UNBC and School District No. 91 is looking to expand Gr. 10 students’ notions of science and their career possibilities through a new program called Nechako Velocity this year.

Currently in the application process and contingent upon a three-year funding from the Natural Sciences and Engineering Research Council of Canada, the program would involve in-class visits from UNBC graduate students throughout the school year, leading to a weekend of science and engineering themed Olympics in May, said Director of Instruction Manu Madhok.

“Four graduate students would be paired up with each of our high schools — Fort St. James, Vanderhoof, Fraser Lake, and Burns Lake,” Madhok said. “Over the course of the year, they would make four to six visits to science classrooms...show students what they were doing in university, just to talk about science in the real world.”

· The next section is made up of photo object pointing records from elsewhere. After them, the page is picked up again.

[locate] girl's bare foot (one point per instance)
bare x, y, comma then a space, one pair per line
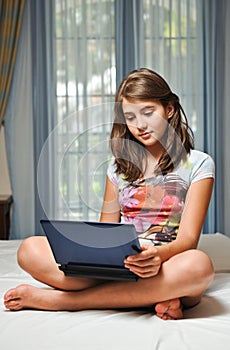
169, 310
25, 296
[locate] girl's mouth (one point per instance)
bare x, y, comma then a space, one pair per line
145, 135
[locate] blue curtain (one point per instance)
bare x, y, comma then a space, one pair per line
129, 37
43, 89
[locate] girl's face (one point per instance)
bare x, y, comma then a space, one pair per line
146, 120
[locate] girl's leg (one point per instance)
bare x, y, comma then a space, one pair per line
186, 275
36, 258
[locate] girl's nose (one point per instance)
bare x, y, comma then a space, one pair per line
141, 123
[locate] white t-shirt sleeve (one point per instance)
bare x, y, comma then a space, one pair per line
203, 167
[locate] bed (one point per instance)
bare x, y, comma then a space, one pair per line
206, 326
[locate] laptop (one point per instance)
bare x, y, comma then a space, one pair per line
92, 249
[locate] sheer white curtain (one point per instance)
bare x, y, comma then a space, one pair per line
19, 138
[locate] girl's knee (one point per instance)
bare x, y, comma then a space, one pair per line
201, 266
27, 251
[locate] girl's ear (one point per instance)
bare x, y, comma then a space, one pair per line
170, 110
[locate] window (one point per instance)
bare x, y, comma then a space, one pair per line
85, 86
170, 48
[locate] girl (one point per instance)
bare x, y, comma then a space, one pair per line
158, 182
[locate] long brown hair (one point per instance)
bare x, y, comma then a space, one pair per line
130, 154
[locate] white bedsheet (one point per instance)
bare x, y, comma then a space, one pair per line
206, 326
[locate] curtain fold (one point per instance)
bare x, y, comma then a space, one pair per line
11, 12
212, 21
43, 91
19, 137
129, 37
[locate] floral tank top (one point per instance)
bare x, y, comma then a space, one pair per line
154, 205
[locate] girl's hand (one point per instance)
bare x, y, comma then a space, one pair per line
145, 264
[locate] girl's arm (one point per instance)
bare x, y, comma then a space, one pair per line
110, 208
192, 220
148, 262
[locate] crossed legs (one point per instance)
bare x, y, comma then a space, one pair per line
183, 278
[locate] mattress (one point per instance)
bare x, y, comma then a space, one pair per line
206, 326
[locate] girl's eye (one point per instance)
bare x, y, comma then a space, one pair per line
148, 113
129, 118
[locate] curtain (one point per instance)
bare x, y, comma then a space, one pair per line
212, 47
43, 91
19, 137
11, 12
129, 37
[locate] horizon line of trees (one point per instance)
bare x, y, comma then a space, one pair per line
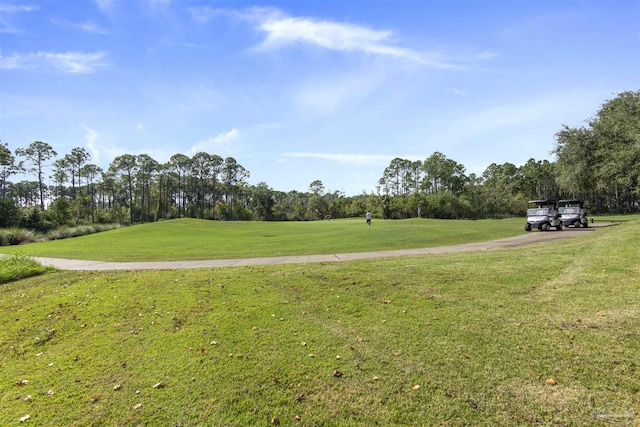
599, 163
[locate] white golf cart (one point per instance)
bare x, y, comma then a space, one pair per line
543, 214
572, 212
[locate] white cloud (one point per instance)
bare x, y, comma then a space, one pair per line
67, 62
91, 138
335, 36
341, 157
88, 26
220, 141
282, 31
6, 11
105, 5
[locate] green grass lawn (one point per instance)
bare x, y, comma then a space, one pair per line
458, 339
191, 239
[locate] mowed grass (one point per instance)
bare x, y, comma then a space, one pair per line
459, 339
192, 239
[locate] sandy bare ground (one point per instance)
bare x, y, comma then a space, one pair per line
525, 239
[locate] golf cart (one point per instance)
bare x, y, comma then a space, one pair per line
572, 212
542, 214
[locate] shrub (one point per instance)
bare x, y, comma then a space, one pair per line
16, 236
15, 267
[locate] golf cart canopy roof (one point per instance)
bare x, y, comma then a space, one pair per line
570, 202
543, 202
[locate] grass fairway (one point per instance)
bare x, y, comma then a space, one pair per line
547, 334
191, 239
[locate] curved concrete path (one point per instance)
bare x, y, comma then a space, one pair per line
525, 239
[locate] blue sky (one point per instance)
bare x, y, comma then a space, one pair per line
298, 91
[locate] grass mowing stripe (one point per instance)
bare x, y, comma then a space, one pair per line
479, 333
189, 239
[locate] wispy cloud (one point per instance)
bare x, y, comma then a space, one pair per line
282, 31
67, 62
220, 141
88, 26
6, 13
105, 6
91, 138
341, 157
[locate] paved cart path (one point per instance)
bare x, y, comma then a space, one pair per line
525, 239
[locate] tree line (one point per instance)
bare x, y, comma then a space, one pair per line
598, 162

Along with the school district’s long-time partnership with the College of New Caledonia through the trades program, Nechako Velocity will integrate UNBC with the northern B.C. communities, he added. “The idea is that science isn’t just a textbook,” Madhok said. “It’s related to things that the research department in UNBC are working on.”

Students will learn through the program why the science curriculum is interesting – why they are learning the things that they are learning and why they matter, said UNBC chemistry professor Todd Whitcombe.

“What about biogeochemistry?” Whitcombe said. “How do you introduce people to things that don’t fit those neat boxes that our high school curriculum is designed around?”

Having involved with education in the community for years through science camps and weekly columns in northern B.C. newspapers, he said the program will help students learn more about their potential futures. “It provides them the opportunity to take a path that they might not have taken otherwise,” he said. “When I was six years old I wanted to be a train engineer.”

It may also be a matter of connecting students with their intrinsic interest in science, he added. “When you talk to kids [at the age of six], they’re inherently inquisitive and naturally trying to explore the world,” Whitcombe said. “And somewhere along the way we lose that joie de vivre.”

Though UNBC has conducted science camps and events for smaller groups in the past, Nechako Velocity will be the university’s first time in carrying out school programming of this size, he added. “Having 300 kids will be a new experience. It’s scheming up what we can do, not inventing completely new stuff.”